Closed PhilippPro closed 6 years ago
Hi Philipp, They are all still there: https://www.openml.org/search?q=tags.tag%3AOpenML100%2520status%3Aall&type=data
A few of them were fixed however, e.g. binary features that were annotated as numeric are now properly annotated. We created new versions and the old versions were deactivated to avoid confusion. You can still get the originals if you also ask for the deactivated ones.
> task.ids = listOMLTasks(tag = "OpenML100", estimation.procedure = "10-fold Crossvalidation")$task.id
> length(task.ids)
[1] 92
> task.ids = listOMLTasks(tag = "OpenML100", status='deactivated', estimation.procedure = "10-fold Crossvalidation")$task.id
> length(task.ids)
[1] 8
It would be nice if the listOMLTasks had an option to return all tasks regardless of status?
Hope that helps!
It would be nice if the listOMLTasks had an option to return all tasks regardless of status?
Probably yes. But does the API allow this?
status/active
)@PhilippPro you can still use this: getOMLStudy(study = "OpenML100")

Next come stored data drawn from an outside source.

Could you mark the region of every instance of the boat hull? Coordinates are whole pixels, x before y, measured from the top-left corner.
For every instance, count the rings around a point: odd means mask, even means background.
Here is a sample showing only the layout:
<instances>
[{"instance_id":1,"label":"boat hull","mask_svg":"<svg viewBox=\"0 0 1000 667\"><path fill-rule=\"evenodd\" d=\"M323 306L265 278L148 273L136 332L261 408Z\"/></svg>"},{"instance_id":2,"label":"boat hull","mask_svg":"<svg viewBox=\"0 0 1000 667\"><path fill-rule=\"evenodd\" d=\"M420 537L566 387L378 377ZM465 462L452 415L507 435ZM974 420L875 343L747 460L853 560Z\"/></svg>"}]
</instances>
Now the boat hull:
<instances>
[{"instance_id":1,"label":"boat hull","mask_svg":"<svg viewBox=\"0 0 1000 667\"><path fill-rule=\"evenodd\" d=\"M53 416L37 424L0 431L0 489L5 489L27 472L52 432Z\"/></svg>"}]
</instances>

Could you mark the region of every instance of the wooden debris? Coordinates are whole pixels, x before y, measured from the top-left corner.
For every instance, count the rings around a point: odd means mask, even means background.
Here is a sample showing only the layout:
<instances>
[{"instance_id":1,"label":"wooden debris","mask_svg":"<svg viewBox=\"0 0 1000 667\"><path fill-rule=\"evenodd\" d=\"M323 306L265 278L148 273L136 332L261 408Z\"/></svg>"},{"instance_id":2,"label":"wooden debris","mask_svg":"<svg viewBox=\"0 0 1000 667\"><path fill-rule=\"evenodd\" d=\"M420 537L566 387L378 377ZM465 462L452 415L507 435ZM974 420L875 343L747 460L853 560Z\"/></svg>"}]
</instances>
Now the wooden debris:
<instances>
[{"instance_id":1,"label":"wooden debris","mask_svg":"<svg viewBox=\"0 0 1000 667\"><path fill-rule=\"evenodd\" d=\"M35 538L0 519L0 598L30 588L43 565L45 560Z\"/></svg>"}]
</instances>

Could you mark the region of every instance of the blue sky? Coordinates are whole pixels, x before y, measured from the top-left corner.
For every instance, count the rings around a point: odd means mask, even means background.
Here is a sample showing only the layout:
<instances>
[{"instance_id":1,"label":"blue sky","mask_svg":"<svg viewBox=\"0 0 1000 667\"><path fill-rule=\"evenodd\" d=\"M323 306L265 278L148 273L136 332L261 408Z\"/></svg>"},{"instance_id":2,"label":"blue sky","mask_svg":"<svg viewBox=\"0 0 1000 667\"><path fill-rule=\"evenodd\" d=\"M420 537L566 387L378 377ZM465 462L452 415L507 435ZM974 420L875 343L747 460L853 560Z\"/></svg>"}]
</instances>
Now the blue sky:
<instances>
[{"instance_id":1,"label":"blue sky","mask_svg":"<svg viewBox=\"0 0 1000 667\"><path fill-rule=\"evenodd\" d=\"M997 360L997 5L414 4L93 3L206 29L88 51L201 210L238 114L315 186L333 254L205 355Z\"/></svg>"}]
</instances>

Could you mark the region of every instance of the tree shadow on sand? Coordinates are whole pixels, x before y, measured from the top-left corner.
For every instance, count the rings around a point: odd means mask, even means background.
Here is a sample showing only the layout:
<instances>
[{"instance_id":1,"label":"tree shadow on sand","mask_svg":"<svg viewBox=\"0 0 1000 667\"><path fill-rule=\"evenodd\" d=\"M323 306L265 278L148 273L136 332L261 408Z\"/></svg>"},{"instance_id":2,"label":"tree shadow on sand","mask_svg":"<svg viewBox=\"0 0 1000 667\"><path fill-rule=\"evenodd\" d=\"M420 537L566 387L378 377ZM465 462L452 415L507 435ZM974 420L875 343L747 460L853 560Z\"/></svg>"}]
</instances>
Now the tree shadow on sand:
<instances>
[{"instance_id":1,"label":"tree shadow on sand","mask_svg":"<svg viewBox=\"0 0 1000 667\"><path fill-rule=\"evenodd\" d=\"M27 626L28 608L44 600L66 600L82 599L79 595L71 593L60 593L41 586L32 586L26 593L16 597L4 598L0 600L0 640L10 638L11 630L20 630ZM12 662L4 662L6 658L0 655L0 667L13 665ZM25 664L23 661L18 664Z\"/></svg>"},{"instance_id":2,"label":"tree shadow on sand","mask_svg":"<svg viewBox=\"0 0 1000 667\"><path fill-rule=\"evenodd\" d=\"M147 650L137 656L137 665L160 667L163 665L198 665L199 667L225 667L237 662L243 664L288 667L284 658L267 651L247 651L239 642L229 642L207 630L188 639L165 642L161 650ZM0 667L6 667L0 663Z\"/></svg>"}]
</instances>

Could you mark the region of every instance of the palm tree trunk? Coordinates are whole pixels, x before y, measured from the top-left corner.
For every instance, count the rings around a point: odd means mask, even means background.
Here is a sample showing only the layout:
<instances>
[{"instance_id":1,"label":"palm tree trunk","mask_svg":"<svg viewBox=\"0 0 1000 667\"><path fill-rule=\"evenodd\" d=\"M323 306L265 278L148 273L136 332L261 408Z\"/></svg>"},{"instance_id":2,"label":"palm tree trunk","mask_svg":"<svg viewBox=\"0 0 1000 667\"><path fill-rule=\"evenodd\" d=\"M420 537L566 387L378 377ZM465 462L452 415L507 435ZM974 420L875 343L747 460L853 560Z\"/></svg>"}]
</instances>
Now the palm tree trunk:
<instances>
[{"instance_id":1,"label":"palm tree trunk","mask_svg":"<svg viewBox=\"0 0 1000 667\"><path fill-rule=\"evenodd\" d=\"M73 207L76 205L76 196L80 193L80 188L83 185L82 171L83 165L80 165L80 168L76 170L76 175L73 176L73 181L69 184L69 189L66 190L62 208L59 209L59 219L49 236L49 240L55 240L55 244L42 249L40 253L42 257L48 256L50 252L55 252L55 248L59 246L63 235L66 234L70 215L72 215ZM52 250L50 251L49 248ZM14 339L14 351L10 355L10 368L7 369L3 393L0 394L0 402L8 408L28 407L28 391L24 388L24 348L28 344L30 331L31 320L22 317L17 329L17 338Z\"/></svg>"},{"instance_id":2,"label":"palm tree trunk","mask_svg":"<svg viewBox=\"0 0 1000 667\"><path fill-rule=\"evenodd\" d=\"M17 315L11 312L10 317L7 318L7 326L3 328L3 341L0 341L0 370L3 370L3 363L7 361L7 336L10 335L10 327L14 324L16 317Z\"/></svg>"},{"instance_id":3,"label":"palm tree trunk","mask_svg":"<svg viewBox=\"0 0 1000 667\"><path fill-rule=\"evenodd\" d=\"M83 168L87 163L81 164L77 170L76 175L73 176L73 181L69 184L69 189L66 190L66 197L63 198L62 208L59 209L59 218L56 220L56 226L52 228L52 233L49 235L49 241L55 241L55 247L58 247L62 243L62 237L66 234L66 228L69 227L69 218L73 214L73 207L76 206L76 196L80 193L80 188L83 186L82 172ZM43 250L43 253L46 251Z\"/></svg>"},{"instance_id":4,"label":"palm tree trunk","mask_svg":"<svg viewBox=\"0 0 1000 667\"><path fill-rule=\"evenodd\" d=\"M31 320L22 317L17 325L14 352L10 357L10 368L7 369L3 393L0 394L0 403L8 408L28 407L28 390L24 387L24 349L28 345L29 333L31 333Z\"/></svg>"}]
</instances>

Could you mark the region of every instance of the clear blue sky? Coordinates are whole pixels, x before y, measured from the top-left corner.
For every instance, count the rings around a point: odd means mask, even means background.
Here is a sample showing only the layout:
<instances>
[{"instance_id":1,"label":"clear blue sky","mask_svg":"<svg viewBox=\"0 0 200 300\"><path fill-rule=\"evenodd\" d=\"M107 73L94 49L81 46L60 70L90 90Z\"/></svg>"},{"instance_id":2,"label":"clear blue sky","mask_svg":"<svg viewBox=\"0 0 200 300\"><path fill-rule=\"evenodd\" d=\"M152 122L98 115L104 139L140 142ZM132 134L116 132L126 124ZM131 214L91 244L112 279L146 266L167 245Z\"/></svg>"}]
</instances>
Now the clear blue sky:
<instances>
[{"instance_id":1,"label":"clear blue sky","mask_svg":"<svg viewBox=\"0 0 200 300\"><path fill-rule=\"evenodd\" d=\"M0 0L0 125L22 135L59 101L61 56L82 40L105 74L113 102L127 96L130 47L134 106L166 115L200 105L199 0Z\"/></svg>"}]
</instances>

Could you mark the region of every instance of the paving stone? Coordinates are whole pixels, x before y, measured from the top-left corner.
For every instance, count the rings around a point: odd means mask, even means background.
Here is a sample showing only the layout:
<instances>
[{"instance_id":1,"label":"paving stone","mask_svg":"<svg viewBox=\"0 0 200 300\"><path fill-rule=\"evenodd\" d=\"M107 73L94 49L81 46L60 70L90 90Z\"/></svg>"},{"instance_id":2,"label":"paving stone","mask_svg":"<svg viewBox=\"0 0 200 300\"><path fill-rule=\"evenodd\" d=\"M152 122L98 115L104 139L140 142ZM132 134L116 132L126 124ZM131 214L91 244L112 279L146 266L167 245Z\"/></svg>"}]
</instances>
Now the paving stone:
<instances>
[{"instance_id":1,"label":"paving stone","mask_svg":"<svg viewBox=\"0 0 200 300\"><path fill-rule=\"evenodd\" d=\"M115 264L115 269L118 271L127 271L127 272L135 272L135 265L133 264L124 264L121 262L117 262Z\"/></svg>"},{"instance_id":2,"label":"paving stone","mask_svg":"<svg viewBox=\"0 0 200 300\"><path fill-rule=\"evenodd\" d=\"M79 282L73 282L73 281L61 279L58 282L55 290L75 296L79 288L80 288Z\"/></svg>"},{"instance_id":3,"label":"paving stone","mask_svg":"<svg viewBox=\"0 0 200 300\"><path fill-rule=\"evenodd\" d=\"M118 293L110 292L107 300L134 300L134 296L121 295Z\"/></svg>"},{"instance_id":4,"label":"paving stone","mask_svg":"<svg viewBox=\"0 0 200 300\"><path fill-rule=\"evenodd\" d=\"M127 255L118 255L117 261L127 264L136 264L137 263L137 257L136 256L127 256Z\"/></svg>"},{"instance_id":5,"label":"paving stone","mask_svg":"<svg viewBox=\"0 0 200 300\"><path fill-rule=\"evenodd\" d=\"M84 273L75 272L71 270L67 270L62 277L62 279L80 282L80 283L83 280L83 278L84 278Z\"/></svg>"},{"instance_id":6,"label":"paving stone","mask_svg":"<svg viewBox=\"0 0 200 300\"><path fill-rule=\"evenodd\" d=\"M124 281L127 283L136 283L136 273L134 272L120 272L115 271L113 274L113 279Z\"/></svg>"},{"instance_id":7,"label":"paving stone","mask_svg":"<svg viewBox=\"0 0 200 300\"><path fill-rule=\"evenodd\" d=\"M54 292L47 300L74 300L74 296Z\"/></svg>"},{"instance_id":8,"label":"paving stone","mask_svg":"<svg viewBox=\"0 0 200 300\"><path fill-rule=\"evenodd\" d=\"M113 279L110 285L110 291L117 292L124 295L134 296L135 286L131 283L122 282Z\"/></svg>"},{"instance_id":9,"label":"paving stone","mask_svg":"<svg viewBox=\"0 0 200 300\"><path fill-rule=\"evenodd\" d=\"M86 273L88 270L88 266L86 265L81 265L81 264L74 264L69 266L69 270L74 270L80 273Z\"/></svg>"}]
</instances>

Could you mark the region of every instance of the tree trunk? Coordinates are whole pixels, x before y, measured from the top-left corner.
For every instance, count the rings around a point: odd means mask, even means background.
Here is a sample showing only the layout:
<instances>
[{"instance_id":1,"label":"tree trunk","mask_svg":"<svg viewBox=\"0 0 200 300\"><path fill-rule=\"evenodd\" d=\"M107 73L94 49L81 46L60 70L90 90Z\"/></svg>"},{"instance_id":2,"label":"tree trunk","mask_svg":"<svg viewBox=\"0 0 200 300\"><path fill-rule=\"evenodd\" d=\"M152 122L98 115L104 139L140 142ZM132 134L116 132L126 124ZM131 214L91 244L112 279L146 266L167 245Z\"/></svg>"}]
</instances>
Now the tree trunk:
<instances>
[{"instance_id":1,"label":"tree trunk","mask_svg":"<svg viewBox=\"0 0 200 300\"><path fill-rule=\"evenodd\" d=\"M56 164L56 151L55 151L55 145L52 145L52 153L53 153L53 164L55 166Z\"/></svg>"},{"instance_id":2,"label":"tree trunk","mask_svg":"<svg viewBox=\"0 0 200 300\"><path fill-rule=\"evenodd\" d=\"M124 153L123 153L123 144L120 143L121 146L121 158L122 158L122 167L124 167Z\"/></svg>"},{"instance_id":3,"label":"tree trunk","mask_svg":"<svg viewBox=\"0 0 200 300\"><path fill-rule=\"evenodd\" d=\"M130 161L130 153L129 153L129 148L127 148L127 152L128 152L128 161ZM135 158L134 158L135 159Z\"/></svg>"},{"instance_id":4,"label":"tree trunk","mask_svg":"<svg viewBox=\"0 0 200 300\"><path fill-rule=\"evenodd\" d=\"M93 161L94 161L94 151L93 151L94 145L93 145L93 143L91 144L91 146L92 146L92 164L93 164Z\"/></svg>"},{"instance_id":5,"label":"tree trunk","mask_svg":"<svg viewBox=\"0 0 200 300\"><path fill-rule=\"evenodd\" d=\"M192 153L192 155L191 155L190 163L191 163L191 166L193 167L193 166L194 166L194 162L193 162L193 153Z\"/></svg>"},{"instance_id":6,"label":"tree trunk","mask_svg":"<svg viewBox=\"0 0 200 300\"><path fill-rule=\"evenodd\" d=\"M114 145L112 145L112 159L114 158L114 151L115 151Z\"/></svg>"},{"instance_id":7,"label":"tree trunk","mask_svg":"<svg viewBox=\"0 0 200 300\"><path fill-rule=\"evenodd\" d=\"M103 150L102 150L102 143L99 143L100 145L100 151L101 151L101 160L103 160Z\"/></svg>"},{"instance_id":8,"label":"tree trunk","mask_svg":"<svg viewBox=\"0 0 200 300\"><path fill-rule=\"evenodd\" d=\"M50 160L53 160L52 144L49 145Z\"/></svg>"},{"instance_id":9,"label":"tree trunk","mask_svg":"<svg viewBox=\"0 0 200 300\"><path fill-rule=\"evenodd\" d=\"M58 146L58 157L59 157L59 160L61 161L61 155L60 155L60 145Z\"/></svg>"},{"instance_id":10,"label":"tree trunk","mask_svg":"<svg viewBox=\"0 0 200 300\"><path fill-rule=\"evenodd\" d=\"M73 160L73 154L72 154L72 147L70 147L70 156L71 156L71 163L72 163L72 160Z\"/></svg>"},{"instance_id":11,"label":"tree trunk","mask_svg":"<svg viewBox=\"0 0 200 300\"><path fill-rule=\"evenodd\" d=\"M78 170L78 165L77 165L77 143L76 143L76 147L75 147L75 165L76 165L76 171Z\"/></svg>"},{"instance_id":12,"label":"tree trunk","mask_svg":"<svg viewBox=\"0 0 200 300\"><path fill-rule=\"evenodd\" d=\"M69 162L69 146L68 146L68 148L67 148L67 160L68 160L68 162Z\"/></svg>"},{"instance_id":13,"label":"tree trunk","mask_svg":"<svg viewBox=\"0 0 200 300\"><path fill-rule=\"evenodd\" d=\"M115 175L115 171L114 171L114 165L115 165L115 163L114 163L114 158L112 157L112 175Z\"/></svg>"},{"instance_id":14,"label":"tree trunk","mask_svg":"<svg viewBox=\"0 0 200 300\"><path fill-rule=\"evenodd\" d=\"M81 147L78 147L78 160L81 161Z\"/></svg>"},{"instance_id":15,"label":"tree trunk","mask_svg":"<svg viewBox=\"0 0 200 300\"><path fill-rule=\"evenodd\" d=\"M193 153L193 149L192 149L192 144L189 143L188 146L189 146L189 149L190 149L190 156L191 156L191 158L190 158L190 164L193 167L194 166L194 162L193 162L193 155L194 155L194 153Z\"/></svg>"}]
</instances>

. With studys you can store all information regarding an experiment. You therefore probably want also create your own Study like the ones listed here https://www.openml.org/search?type=study
There is a mini tutorial here https://www.openml.org/guide/benchmark but maybe this here is a better description:
a) To create a benchmark suite, we need to use tasks (not datasets). That is, if there is no task for the corresponding dataset, you have to first create a task out of it (see https://www.openml.org/new/task which is currently only possible through the web interface). b) You have to create a study https://www.openml.org/new/study (I think this is currently also only possible through the web interface) and remember the study ID after you have created the study, you will need the ID for step c). If you set an alias-string when creating the study, it can then also be used to retrieve the benchmark suite (alternatively the study ID can be used, see step d). c) You should add a tag called "study_X" where X = your study ID to the tasks (and datasets), this should be possible by the clients (e.g. R) or through web interface. d) Now you have your benchmark suite. In R, you can get the information using
getOMLStudy(IDofStudy)
orgetOMLStudy("your-alias-string")
. Study information can be found online https://www.openml.org/s/IDofStudy
Let me know if you need some more information?
I committed an update to allow status/all: https://github.com/openml/OpenML/commit/5179e125c2d9ad31841d29d1300f50eef1b559c0
Jan still needs to review it.
Thanks a lot for the help. I have to submit the paper today, so I will still use all 39 datasets, although I know that for some the performance is not really tunable, because, e.g., random forest in the default setting already provides perfect prediction. As there is the OpenML100 paper still on ArXiv, you should probably not delete these datasets from the BM suite. Maybe the current solution is the best, but a bit confusing.
You can still use all OpenML100 datasets if you already did the study based on those. We will never remove datasets from benchmark suites. Datasets just can get deactivated (but will still be available on OpenML, also all experiments will still be available).
This broke my complete analysis and is disappointing.